Kimura returned to Manchuria eighteen days after arriving in Ulsan. Yurosabe, in his last journal entry (Yurosabe was killed in a car accident two days later), describes Kimura’s changed demeanor and describes his once-piercing eyes as dull and vacant, as if Kimura wasn’t there, his mind cast in a faraway place, where no one could ever reach him.
A total of 1,800 individual photos taken by Kimura, as was noted in the official directory, were sent back to Tokyo for review. Unfortunately, no publisher has ever recorded receiving the photographs and all 1,800 photographs are considered a casualty of the war.
Although Kimura was known for his execution photography, there is one photograph that stands out as his most experimental work. It was published in a Japanese magazine that had (coincidentally) published Yukio Mishima the previous year. The photograph, 13 x 18, in color, of which a man and his wife, presumably Chinese, as Kimura was stationed in China for an uninterrupted number of years, are seen side by side, in the center of the photograph, looking directly at the photographer, faces stern, as a Japanese flag waved in the wind some distance in the background, was described in the magazine as Kimura’s most experimental, minimalist, and nationalist photograph.
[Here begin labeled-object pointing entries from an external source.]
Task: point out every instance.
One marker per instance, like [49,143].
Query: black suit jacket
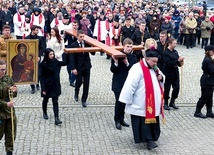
[136,37]
[171,64]
[80,61]
[120,72]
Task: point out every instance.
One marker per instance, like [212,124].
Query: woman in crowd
[85,24]
[207,84]
[170,69]
[56,43]
[50,83]
[206,27]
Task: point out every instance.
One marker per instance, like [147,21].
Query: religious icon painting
[22,61]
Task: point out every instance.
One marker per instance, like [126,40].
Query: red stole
[114,43]
[108,29]
[19,17]
[150,98]
[24,35]
[32,19]
[56,22]
[99,31]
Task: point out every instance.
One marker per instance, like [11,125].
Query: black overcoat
[50,79]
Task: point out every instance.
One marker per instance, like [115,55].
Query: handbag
[190,31]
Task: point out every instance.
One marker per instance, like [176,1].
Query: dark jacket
[171,64]
[50,80]
[137,37]
[120,72]
[167,27]
[6,17]
[160,48]
[207,78]
[41,47]
[127,32]
[80,61]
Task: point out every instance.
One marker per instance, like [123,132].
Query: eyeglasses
[2,70]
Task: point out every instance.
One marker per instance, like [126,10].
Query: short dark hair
[80,32]
[2,62]
[33,27]
[127,41]
[163,33]
[6,27]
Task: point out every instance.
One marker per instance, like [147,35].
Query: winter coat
[205,32]
[190,24]
[50,80]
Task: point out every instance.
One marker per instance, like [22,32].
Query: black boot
[172,104]
[57,121]
[210,113]
[45,115]
[166,107]
[198,113]
[151,145]
[9,153]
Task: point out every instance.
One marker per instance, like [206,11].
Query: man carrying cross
[81,66]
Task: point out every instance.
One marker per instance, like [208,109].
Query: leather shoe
[123,123]
[9,153]
[76,98]
[173,106]
[37,87]
[151,145]
[72,84]
[166,107]
[200,115]
[33,91]
[118,125]
[84,104]
[211,115]
[45,116]
[57,121]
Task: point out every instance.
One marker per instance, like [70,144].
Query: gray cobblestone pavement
[91,131]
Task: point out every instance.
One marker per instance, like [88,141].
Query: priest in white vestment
[143,95]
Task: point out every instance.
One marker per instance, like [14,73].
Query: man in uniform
[5,110]
[3,41]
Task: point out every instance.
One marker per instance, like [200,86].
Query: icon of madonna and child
[22,64]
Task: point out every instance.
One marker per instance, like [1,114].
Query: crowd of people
[157,27]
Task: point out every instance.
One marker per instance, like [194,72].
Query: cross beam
[97,49]
[97,46]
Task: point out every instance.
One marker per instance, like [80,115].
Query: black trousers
[182,39]
[206,98]
[6,131]
[190,40]
[145,132]
[55,105]
[18,37]
[118,109]
[83,78]
[204,42]
[39,74]
[175,86]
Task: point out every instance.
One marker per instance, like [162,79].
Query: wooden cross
[97,46]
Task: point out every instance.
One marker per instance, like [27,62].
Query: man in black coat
[127,30]
[71,39]
[139,37]
[162,45]
[6,16]
[81,66]
[120,69]
[33,35]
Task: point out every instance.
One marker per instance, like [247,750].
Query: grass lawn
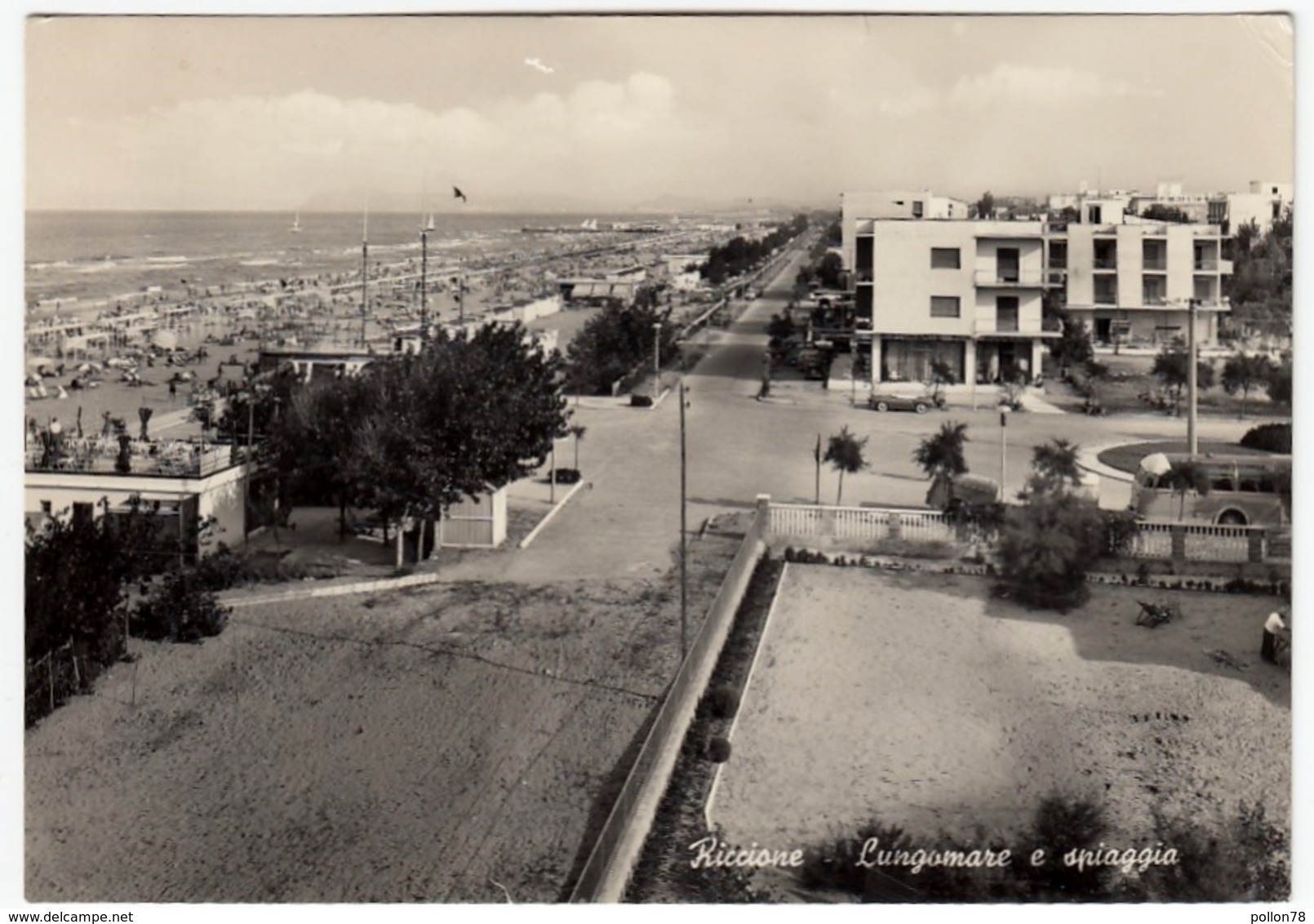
[1128,458]
[1129,379]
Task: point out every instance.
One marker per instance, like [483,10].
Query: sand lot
[411,747]
[920,700]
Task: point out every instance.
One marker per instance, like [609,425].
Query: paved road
[627,522]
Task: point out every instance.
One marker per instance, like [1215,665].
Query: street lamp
[1003,450]
[656,358]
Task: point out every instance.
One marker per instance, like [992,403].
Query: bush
[566,476]
[179,607]
[1120,530]
[1270,438]
[723,702]
[717,749]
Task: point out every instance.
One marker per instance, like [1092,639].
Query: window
[943,306]
[945,258]
[1005,313]
[911,361]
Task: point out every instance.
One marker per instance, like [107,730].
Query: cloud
[1016,84]
[619,138]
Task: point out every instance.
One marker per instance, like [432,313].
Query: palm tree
[844,452]
[1184,478]
[941,456]
[1055,464]
[577,430]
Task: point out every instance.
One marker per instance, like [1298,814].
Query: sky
[631,111]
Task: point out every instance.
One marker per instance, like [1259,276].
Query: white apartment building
[894,204]
[1135,282]
[965,292]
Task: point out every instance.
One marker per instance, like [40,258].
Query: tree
[941,375]
[1259,287]
[1170,213]
[312,445]
[1046,547]
[941,454]
[1170,367]
[459,420]
[614,344]
[1279,384]
[1074,347]
[1242,372]
[1184,478]
[844,452]
[1054,465]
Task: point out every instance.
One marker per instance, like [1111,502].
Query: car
[919,402]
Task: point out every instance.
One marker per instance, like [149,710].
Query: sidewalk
[1090,460]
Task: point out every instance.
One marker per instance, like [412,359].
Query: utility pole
[424,279]
[1192,445]
[364,273]
[1003,451]
[246,462]
[684,532]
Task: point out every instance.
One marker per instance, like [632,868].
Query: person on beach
[1275,629]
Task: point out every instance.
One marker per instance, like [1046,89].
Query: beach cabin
[184,482]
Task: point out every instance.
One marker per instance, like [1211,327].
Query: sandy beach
[921,701]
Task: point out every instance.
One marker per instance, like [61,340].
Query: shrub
[717,749]
[179,607]
[1270,438]
[1245,861]
[1120,530]
[723,701]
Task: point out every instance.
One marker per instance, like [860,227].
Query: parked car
[915,402]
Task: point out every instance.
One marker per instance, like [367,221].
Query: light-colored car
[916,402]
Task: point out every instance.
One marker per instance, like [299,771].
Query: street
[626,522]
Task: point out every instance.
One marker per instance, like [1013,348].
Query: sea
[81,256]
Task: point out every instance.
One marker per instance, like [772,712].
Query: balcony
[1010,279]
[1012,327]
[166,459]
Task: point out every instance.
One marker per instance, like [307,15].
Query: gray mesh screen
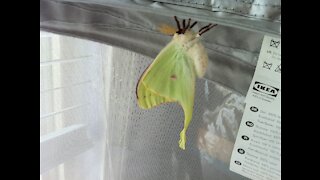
[143,144]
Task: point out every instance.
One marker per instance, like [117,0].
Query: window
[72,108]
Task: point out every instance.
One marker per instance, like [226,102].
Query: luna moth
[171,76]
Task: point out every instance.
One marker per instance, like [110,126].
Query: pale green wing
[170,78]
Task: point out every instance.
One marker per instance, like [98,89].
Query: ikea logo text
[266,89]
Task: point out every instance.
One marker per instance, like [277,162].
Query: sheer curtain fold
[72,108]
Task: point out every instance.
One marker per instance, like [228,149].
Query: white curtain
[92,128]
[72,108]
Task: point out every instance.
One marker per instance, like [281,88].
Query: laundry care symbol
[278,69]
[267,65]
[274,43]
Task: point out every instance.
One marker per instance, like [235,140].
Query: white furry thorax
[190,41]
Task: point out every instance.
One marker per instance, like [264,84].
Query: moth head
[187,28]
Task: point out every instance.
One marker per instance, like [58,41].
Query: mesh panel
[143,144]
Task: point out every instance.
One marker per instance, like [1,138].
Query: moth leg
[191,43]
[206,28]
[178,25]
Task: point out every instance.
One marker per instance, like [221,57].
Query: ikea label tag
[257,150]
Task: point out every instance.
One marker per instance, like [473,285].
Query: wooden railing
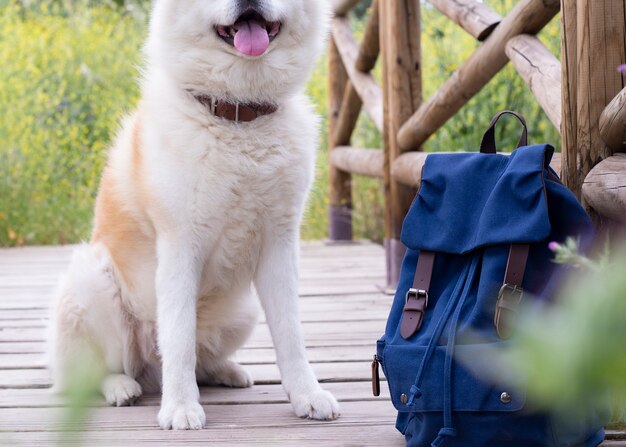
[584,98]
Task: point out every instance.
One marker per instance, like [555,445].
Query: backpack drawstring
[448,431]
[451,315]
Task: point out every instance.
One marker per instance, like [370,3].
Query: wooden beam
[348,116]
[478,19]
[367,162]
[407,169]
[600,44]
[370,43]
[400,38]
[528,17]
[364,83]
[343,7]
[604,188]
[541,71]
[613,123]
[340,211]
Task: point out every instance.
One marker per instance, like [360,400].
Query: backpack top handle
[488,144]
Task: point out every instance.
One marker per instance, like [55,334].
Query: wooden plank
[400,36]
[367,162]
[273,394]
[370,43]
[340,206]
[334,333]
[342,7]
[541,71]
[598,45]
[304,435]
[277,416]
[528,17]
[348,117]
[244,356]
[262,374]
[604,188]
[569,76]
[408,167]
[364,83]
[473,16]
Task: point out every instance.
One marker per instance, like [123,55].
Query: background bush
[69,73]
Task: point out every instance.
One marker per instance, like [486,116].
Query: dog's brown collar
[238,112]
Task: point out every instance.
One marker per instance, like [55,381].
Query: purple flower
[554,246]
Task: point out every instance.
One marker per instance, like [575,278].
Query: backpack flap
[471,200]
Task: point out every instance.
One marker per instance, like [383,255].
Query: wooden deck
[343,315]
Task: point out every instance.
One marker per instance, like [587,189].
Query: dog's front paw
[120,390]
[318,404]
[188,416]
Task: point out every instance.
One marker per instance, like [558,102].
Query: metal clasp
[416,293]
[509,299]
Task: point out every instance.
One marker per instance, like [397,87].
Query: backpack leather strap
[417,296]
[511,292]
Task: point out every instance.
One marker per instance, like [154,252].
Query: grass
[69,74]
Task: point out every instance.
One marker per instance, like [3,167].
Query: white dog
[201,198]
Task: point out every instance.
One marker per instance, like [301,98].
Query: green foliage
[444,48]
[70,72]
[571,355]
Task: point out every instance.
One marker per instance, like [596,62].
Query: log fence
[584,97]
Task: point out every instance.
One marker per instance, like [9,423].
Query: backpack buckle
[415,304]
[416,293]
[507,305]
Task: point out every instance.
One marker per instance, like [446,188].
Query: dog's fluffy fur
[192,210]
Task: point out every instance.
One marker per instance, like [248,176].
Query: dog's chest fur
[224,187]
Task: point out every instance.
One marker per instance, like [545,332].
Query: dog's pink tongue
[251,38]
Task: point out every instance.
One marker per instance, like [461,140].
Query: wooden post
[402,92]
[600,48]
[340,211]
[528,17]
[569,73]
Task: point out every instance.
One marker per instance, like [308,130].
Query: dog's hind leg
[87,331]
[216,344]
[224,372]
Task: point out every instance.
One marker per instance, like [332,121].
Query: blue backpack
[477,236]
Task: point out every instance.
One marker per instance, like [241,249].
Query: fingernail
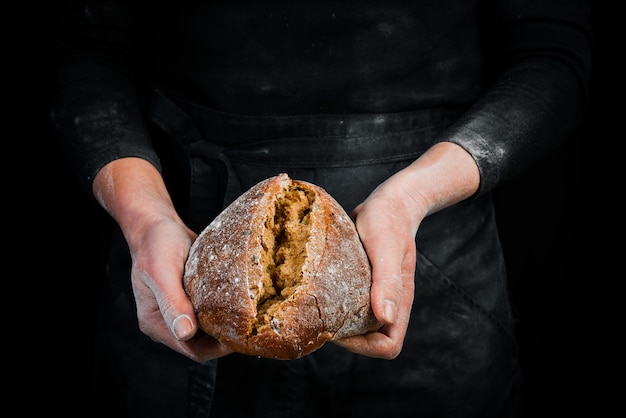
[389,311]
[182,327]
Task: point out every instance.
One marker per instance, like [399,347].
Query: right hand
[133,192]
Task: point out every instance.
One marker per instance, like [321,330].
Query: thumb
[386,283]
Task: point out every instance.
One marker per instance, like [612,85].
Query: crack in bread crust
[280,271]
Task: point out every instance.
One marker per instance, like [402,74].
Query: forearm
[132,191]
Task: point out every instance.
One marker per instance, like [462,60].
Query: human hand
[387,225]
[387,222]
[164,311]
[133,192]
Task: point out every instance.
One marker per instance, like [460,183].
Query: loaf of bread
[280,272]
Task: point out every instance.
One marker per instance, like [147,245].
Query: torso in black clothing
[306,57]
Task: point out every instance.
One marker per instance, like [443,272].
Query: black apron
[459,357]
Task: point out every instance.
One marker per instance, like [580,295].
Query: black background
[549,233]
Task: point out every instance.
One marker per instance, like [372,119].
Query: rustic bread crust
[281,236]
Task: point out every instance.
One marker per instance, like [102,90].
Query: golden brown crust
[290,248]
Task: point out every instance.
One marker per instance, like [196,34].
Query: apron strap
[168,116]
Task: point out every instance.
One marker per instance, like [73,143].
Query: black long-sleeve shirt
[519,68]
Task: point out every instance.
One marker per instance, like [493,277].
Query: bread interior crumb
[284,241]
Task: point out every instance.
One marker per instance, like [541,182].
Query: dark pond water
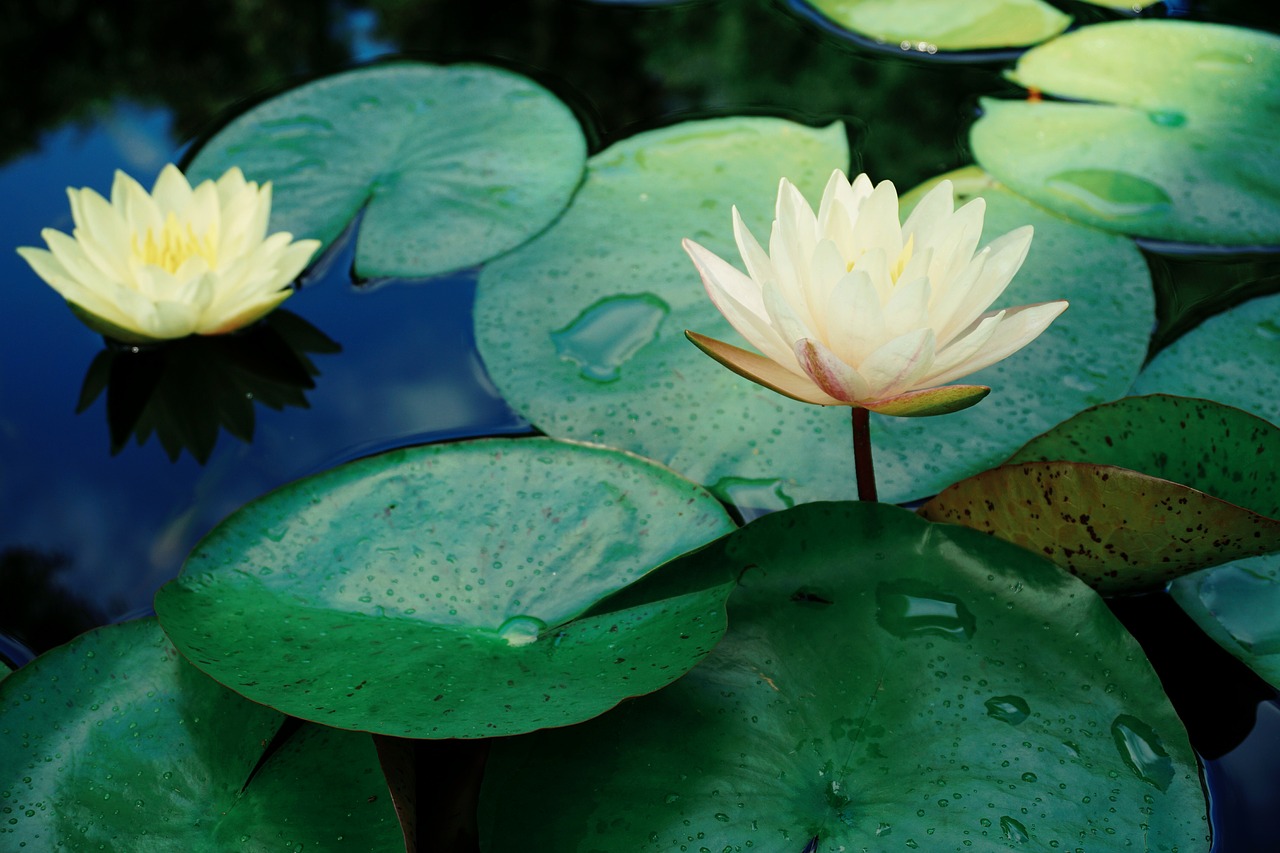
[95,521]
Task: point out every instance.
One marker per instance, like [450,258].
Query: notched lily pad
[949,689]
[113,742]
[455,591]
[1169,132]
[942,24]
[1133,493]
[451,165]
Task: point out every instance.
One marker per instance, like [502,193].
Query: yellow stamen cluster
[174,245]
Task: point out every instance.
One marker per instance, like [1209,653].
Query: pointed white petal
[895,368]
[1018,328]
[832,375]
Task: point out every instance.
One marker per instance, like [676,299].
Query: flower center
[176,243]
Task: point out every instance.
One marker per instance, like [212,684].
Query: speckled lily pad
[886,684]
[114,743]
[449,165]
[453,591]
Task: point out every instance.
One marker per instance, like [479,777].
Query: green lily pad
[1237,605]
[1173,136]
[944,24]
[1133,493]
[583,329]
[439,592]
[1230,357]
[449,165]
[886,684]
[113,742]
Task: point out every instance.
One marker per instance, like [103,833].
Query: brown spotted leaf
[1133,493]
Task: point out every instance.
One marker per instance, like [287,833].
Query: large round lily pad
[451,165]
[945,24]
[114,743]
[1230,357]
[886,684]
[583,329]
[437,592]
[1169,132]
[1132,493]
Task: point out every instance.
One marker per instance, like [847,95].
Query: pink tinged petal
[897,365]
[172,192]
[926,217]
[726,284]
[908,308]
[763,372]
[1018,328]
[929,401]
[877,224]
[1004,258]
[855,319]
[833,377]
[754,256]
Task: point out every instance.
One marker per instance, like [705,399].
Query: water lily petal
[1001,260]
[877,226]
[1018,328]
[146,267]
[908,308]
[172,192]
[856,323]
[759,268]
[832,375]
[928,214]
[763,372]
[929,401]
[895,366]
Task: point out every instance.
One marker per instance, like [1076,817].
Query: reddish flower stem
[863,465]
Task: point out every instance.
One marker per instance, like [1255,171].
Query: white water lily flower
[177,261]
[850,308]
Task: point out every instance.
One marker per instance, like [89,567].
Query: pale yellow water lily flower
[853,308]
[176,261]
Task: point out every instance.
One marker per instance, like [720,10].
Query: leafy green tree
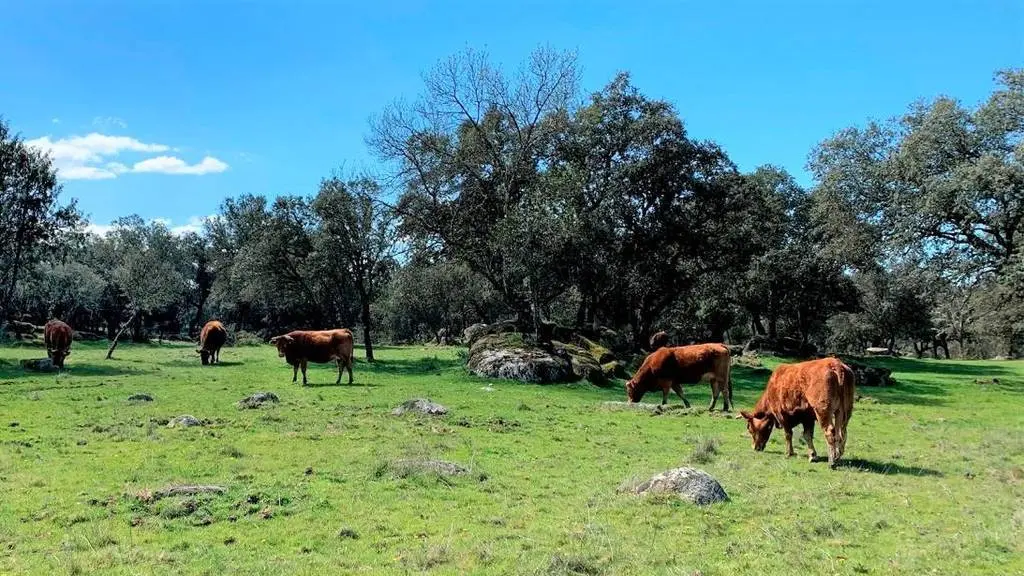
[942,176]
[145,263]
[31,218]
[649,212]
[468,155]
[357,236]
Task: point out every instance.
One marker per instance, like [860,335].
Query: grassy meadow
[933,482]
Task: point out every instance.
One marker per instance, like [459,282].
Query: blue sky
[164,109]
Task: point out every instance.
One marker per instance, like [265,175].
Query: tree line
[507,196]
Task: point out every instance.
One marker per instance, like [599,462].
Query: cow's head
[282,342]
[633,391]
[759,424]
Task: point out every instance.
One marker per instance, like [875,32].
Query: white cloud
[86,173]
[174,165]
[100,230]
[108,122]
[195,224]
[89,157]
[117,167]
[90,148]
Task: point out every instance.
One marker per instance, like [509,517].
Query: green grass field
[933,484]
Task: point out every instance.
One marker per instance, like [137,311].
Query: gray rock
[402,468]
[519,364]
[642,407]
[870,375]
[879,352]
[39,365]
[421,405]
[690,484]
[470,334]
[184,421]
[257,400]
[187,490]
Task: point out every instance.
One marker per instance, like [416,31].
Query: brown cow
[57,337]
[658,340]
[211,339]
[672,367]
[800,394]
[300,346]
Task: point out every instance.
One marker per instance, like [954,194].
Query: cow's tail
[846,382]
[728,380]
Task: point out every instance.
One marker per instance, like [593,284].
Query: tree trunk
[137,330]
[124,327]
[367,340]
[759,327]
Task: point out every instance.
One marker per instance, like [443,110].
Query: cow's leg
[715,391]
[828,427]
[809,440]
[678,388]
[788,441]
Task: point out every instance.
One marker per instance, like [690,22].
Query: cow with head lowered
[211,339]
[670,368]
[816,391]
[301,346]
[57,337]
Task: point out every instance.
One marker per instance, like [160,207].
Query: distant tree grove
[505,196]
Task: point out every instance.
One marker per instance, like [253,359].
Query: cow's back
[320,345]
[56,335]
[689,364]
[213,335]
[822,384]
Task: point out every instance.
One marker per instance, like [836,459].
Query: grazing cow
[672,367]
[57,337]
[211,339]
[800,394]
[300,346]
[658,340]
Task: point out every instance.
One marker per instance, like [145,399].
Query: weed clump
[705,450]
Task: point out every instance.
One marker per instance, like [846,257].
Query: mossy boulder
[508,356]
[498,353]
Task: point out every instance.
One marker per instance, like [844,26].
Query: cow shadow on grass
[417,367]
[906,366]
[13,370]
[330,384]
[887,468]
[197,363]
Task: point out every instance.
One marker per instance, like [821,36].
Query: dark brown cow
[57,337]
[658,340]
[672,367]
[301,346]
[211,339]
[800,394]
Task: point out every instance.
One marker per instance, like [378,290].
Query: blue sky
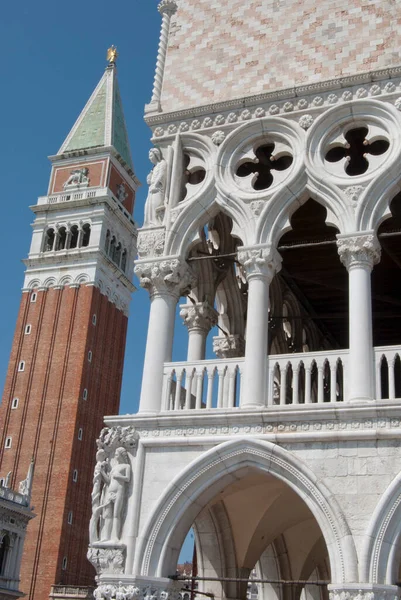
[53,57]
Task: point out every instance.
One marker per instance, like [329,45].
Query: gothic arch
[185,231]
[202,479]
[381,552]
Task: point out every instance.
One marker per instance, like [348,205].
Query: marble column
[260,266]
[199,319]
[167,9]
[166,281]
[359,253]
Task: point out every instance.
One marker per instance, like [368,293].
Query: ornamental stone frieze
[151,242]
[260,262]
[359,249]
[229,346]
[199,316]
[172,276]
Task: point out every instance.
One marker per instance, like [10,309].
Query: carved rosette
[151,243]
[199,316]
[262,262]
[173,277]
[107,559]
[229,346]
[359,250]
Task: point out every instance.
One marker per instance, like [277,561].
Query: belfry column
[260,266]
[199,319]
[166,282]
[359,253]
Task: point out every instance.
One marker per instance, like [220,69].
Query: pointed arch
[381,551]
[204,477]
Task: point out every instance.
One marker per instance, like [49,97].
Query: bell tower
[66,361]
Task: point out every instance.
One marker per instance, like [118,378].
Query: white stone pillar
[260,266]
[166,281]
[359,253]
[167,9]
[199,319]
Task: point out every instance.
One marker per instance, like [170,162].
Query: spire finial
[112,55]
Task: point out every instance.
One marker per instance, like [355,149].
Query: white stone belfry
[273,221]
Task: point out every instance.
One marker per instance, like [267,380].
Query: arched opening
[74,236]
[309,306]
[280,540]
[61,238]
[49,240]
[86,235]
[4,550]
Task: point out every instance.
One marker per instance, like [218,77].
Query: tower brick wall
[225,49]
[51,411]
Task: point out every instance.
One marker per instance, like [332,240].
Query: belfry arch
[222,468]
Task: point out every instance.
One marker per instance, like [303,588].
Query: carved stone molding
[199,316]
[138,591]
[172,276]
[260,262]
[107,559]
[229,346]
[151,243]
[359,249]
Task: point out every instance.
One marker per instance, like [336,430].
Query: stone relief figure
[113,496]
[97,493]
[77,177]
[122,195]
[156,180]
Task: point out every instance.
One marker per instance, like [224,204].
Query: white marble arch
[190,491]
[381,552]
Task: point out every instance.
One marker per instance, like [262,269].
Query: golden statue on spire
[112,55]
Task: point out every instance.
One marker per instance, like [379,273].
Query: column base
[363,591]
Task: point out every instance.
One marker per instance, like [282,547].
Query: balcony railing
[293,379]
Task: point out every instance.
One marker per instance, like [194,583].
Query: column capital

This was, of course, at the pinnacle of his career (1944), where he experimented with elements of photography, although without the mainstream reception of his previous works. His decision to proceed with experimentation, however, backfired and his followers lost faith in his ability, believing the execution photographs had taken a toll on his mental health for good. Kimura, in 1944, stopped taking assignments, ultimately resigning from his post. Little is known about his activities during this period.
Kuniaki Kimura’s photographic trail ends after 1944, but it is known that he had left China shortly before the war was over to go back to Japan to publish a short book of stories concerning his experiences in China, which ultimately went widely unread and ignored by his former admirers.